No, it’s not, but you do see how sus that looks, right?
Flipping is not “Sus”
Its how you make gold on the AH, buy low sell high
That shouldn’t label you as a market manipulator
No I don’t see how that looks suspicious. What’s the difference between buying something someone lists for 100 gold on my main’s server and reselling it for 300 gold on my main’s server and buying something somebody lists for 100 gold on a high pop server and reselling it for 300 gold on my main’s server?
Blizzard has put this functionality in game with warbanks and cross-realm trading. It hasn’t put any functionality in game to tell me if I might be buying something that somebody obtained through tainted gold or to prevent people who buy gold with real money from buying my stuff on the auction house, if that’s what caused the account action.

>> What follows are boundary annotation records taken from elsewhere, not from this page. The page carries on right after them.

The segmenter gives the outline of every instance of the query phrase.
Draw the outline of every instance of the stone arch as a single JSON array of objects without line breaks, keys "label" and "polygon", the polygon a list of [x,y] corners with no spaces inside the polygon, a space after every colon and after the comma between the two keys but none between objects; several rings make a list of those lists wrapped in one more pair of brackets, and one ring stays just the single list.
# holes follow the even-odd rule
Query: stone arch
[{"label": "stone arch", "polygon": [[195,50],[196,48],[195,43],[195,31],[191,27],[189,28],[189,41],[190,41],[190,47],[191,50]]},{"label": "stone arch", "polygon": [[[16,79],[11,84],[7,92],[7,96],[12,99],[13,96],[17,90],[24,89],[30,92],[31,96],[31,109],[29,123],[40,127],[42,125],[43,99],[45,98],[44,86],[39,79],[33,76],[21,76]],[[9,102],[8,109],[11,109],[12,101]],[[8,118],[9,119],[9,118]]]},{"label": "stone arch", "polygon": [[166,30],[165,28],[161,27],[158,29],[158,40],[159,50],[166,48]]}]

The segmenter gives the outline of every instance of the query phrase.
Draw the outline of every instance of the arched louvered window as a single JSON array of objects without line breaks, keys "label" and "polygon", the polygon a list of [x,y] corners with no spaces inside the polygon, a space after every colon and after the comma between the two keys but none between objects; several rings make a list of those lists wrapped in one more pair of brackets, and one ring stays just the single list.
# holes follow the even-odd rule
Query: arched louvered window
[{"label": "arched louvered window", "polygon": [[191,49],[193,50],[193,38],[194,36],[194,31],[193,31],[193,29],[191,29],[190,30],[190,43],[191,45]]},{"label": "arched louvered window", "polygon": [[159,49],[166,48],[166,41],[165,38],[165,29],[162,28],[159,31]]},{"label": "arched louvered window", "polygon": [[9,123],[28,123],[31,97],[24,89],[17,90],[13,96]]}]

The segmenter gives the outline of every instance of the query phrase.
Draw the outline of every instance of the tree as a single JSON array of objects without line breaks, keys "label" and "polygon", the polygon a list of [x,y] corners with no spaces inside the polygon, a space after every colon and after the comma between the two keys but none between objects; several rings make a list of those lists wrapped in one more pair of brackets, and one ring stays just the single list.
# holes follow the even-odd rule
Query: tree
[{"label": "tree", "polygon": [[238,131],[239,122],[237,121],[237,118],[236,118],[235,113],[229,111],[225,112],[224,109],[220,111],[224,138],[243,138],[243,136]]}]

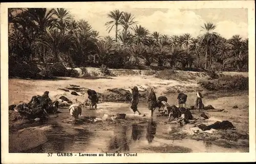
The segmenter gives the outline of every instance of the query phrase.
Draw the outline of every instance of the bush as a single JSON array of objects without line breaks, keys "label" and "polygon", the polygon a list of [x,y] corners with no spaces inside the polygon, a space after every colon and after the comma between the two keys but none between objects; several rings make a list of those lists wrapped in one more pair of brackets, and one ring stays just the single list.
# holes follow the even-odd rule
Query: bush
[{"label": "bush", "polygon": [[100,70],[100,72],[104,76],[109,75],[110,74],[110,71],[105,65],[102,64],[99,69]]},{"label": "bush", "polygon": [[24,78],[37,77],[40,70],[36,65],[24,62],[9,63],[9,76]]},{"label": "bush", "polygon": [[212,79],[217,79],[219,77],[218,72],[212,69],[207,70],[206,73]]},{"label": "bush", "polygon": [[223,75],[218,79],[201,80],[198,84],[210,91],[249,90],[248,77],[240,75]]},{"label": "bush", "polygon": [[172,69],[165,69],[163,71],[158,71],[155,75],[155,77],[165,79],[177,79],[177,72]]},{"label": "bush", "polygon": [[54,76],[68,76],[68,71],[67,68],[61,63],[54,63],[49,66],[48,68],[52,75]]},{"label": "bush", "polygon": [[79,73],[78,73],[78,72],[73,69],[68,70],[67,74],[68,76],[72,77],[79,77]]}]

I wonder if this banwave has anything to do with people undercutting people on the AH and getting mass reported by cartel/rmters
All the people that got banned have the common thing of flipping/selling stuff on the auction house
But this makes no sense; it’s literally something I have no control over as a player (other than not to participate in one of the major systems of the game.)
Also and hypothetically (I would never do this), but what’s to keep me from buying gold with real money and then buying out a person’s auctions just to get them in trouble?
The AH is a free market, so you can undercut anyone as much as you like.
Also, mass reports are not a thing. Though you can report anyone for anything, it is up to the GM to determine if rules were broken or not.
I got a response overnight that affirmed the suspension. I am at a complete loss. I responded to it again asking for a review, but I am shocked that this many people can have the same false positive without some kind of higher review of what took place.
It’s not actually uncommon for a number of innocents to get caught up in a dragnet.